Optimism, Pessimism & Hope: Personal responses to the professional challenges of sustainability presents the results of our survey of nearly 800 people working on environmental sustainability, social justice and related issues.
Over half believed things will get much worse for people and planet with little prospect of improvement within their lifetime; forty percent said a transition to a sustainable and just world is likely, but that this will involve major disruption and hardship.
Where does this leave us?
Hopes and fears
For the majority of people in the survey, social justice and environmental issues form a significant part of their personal and professional lives. Most people were deeply concerned about these and sought to live their lives in ways that would create positive change in our social and environmental situation.
About one third of people agreed that a transition to an environmentally sustainable and socially just world was possible within their lifetime. The majority however, felt that this was unlikely. Major disruption to our present way of life was seen as inevitable, regardless of the scale and rate of change.
Lacking power to engage political and public bodies was seen as a major root of pessimism. Pessimism itself was seen as part of a vicious circle, in which denial of our social and environmental situation becomes a way of coping with it.
Optimism was largely based on hope for radical social and psychological change. In general pessimism fostered deeper denial while optimism led to hope about the future. Most people described optimism and pessimism co-existing and described a wide variety of ways to hold this paradox in themselves.
Working together, having hope for future generations and being committed to making things better were all strong narrative themes. Keeping perspective and working on different scales (for example, local, regional and national) were referred to as important. Acting from present moment awareness was also a recurrent theme. Openness to feelings and emotions and being able to express them were both evident in the thematic and in the language many respondents used in their commentary generally.
There was a feeling that the public at large were in denial about social justice and environmental issues. However, this was also seen as a way for people to cope effectively with fear, allowing them to continue to function in their daily lives. Economic and financial concerns were regarded as significant in reducing public willingness to act.
Cultural barriers to change, especially the unquestioned focus on economic growth, were seen as very significant. Respondents suggested that courage and leadership was essential from those in situations of agency. Large-scale cultural change was seen as more important than personal change and as a way of facilitating greater change at a personal level.
A change in worldview was recognised across the narrative as essential. The media’s role was seen as important in the generation and maintenance of world views.
There was an approximate balance between people who thought they suffered from burn-out and those that did not. About a quarter of respondents were neutral. This suggests that around 200 of the people surveyed felt they were suffering from burn-out.
To what extent do you agree with the statement ‘I am suffering from burn out?’
In some cases, burnout resulted in people disengaging from the social justice and environmental movements. In others it led to internal conflicts filled with doubt and guilt. Recovering from burnout was achieved in a diversity of ways.
Sharing and caring
There was an exact split between people who shared their fears quite openly with others and those that chose to do so only in situations that felt ‘safe’. For example, where others would sympathise with their fears.

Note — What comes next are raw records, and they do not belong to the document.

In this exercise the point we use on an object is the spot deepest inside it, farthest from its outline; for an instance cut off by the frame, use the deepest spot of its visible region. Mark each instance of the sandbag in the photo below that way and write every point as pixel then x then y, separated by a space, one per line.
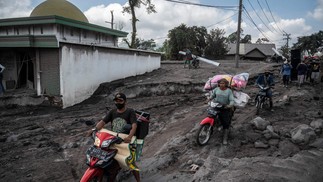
pixel 240 98
pixel 126 155
pixel 213 82
pixel 236 82
pixel 240 81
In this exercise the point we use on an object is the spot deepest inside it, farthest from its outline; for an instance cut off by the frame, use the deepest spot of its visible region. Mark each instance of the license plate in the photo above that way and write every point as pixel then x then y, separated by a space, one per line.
pixel 98 153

Some people felt it was important to share feelings publicly, while others thought it was better to keep a public face of optimism. There was conflict about choosing to share feeling or not and in which contexts to do so. There was also conflict about self-care being neglected in favour of caring for others.
Where do we go from here?
We haven’t analysed the official public narratives of relevant international agencies, governments and NGOs, however our impression is that while they highlight the challenges of climate change etc, they imply these can be overcome, and that the transition will be smooth and painless.
If this impression is correct, it stands in direct contrast to the majority view in this survey — that major disruption is inevitable. If the views of survey participants are typical, it suggests that the official views of many organisations may be radically different from the views of the people working on these issues — and perhaps even for these very organisations.
This, in tandem with the other points above, raises a number of related questions:
- What are the implications for people working on these issues when their personal views may be very different from those of the organisations (perhaps their employers) with responsibility for addressing them?
- How can they find the right balance between being honest about their fears for the future and conveying positive and motivating messages to the organisations and communities they work with?
- If denial of the implications of our situation is both a coping strategy and holds back the chance of addressing it effectively, how do we move forward?
- How can people working and campaigning on these issues best look after themselves and support each other?
In response to the findings of this survey, we’ve decided to host a retreat in April 2015 to provide a space to explore how we can live and work with the burden of what we know about the state of the world: Tending the Flame.
Update 12 April 2016: Sadly there weren’t enough people interested to go ahead with the retreat, but we’re still exploring these questions in our work, see for example the resilience workshops with myself and Pam Candea at Surefoot.